Introduction to Apache Airflow

What is Apache Airflow?

a.   Airflow is a software to author, schedule and monitor batch data pipelines.

b.   Airflow is a data pipeline orchestrator

c.    Airflow is a platform to programmatically author, schedule and monitor workflows or data pipelines.

 

What is a workflow?

Workflow is a collection of tasks, where workflow can be triggered by a scheduler or by an event.

 

A typical workflow looks like below.

a.   Fetch data from database or source

b.   Clean the data

c.    Transform the data

d.   Place the data in HDFS

e.   Send Email

 

 

 

In traditional ETL approach, we will write a script/program to fetch the data from database, clean and transform and send this data to HDFS. This script/program is triggered by a CRON job.

 

Problems with traditional approach

a.   What if any task in the workflow is failed in middle?

It is programmers responsibility to implement retry mechanism. Here some other requirements will come, how many times I should retry and what is the fail-over behaviour.

b.   Monitoring the workflow

Programmer should implement the monitoring, which is used to track each task execution status (like failure/success)

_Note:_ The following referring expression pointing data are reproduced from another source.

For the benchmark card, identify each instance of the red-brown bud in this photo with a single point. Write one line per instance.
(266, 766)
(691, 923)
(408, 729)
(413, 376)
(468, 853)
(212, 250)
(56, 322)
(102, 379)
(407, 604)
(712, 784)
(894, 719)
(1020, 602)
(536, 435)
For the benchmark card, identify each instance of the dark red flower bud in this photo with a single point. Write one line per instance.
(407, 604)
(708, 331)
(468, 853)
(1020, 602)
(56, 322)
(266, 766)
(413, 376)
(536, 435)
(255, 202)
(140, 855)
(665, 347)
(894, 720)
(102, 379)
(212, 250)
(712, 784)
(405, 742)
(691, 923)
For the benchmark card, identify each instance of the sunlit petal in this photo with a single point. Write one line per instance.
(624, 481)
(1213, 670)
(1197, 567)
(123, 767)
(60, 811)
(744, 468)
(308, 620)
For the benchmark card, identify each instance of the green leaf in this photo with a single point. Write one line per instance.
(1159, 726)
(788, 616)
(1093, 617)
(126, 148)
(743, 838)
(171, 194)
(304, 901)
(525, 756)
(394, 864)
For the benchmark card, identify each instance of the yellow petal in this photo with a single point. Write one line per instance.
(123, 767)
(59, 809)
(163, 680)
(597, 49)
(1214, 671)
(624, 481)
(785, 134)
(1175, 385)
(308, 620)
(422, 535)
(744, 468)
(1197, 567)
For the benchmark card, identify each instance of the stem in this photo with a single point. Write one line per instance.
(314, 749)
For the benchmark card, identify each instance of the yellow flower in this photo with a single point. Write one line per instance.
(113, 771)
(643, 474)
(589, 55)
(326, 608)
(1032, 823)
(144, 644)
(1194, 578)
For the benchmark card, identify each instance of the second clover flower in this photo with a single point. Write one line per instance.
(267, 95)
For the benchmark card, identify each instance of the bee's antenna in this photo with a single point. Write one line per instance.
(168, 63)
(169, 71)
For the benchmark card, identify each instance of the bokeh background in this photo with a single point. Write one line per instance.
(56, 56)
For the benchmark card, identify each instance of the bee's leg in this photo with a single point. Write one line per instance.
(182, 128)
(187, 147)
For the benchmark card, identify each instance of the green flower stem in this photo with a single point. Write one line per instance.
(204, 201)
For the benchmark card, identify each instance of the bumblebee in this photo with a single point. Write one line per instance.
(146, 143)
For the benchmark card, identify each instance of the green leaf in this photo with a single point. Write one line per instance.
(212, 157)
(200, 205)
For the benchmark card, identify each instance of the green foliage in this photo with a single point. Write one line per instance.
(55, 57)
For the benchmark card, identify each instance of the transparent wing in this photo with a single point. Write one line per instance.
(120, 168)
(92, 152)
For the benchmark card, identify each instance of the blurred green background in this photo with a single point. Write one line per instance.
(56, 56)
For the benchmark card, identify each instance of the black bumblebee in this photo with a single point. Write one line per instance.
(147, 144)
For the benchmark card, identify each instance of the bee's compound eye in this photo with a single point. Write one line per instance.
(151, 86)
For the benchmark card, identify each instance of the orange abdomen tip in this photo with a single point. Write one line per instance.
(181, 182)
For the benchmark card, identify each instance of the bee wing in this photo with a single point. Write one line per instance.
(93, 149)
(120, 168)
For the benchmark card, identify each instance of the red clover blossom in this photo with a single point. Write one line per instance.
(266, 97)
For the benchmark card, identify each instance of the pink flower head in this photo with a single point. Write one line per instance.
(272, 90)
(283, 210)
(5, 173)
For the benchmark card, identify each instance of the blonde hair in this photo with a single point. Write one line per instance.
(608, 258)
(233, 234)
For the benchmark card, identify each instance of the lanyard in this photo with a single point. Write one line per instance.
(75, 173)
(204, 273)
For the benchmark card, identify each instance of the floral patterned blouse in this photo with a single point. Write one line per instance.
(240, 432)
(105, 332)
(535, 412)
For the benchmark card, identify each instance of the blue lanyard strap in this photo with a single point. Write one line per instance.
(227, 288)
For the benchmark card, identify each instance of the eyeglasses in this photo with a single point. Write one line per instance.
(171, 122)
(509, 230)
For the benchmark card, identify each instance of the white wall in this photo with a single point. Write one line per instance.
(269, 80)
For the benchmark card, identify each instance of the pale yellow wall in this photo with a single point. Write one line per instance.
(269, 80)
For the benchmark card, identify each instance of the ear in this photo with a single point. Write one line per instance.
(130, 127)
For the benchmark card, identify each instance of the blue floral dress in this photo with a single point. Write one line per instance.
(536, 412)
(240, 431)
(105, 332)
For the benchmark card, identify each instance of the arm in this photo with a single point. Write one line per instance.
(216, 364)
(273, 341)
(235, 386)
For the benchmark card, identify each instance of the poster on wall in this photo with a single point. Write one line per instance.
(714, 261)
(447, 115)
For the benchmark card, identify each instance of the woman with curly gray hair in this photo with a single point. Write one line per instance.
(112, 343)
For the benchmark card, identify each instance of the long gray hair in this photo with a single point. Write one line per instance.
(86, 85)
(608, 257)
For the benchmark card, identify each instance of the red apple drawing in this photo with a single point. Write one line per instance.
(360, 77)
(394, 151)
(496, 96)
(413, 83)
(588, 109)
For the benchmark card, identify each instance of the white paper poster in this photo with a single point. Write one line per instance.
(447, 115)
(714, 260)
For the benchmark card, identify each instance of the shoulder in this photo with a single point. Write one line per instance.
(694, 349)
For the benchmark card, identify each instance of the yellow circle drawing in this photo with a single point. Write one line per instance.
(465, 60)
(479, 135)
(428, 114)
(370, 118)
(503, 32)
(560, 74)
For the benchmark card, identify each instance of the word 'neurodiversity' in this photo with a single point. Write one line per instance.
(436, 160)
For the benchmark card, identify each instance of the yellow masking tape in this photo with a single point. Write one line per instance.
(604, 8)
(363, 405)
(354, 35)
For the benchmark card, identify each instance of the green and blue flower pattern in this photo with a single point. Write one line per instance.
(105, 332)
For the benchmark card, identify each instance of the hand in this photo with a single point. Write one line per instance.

c.    Dependency management

Tasks within a workflow are dependent on each other. Programmer should tackle this in the script. For example, task T5 is dependent on task T1 and Task T1 can only start when the empsInfo.csv file is available etc.,

d.   Scalability

e.   Deployment

Apply new changes to the workflow

f.     Maintaining history of workflow runs

 

Why Apache Airflow?

All the problems I mentioned in the section ‘Problems with traditional approach’ are handled by Airflow. Using Apache Airflow, you can define tasks and their dependencies in Python. Apache Airlflow is scalable, where you can configure multiple worker nodes to run the tasks.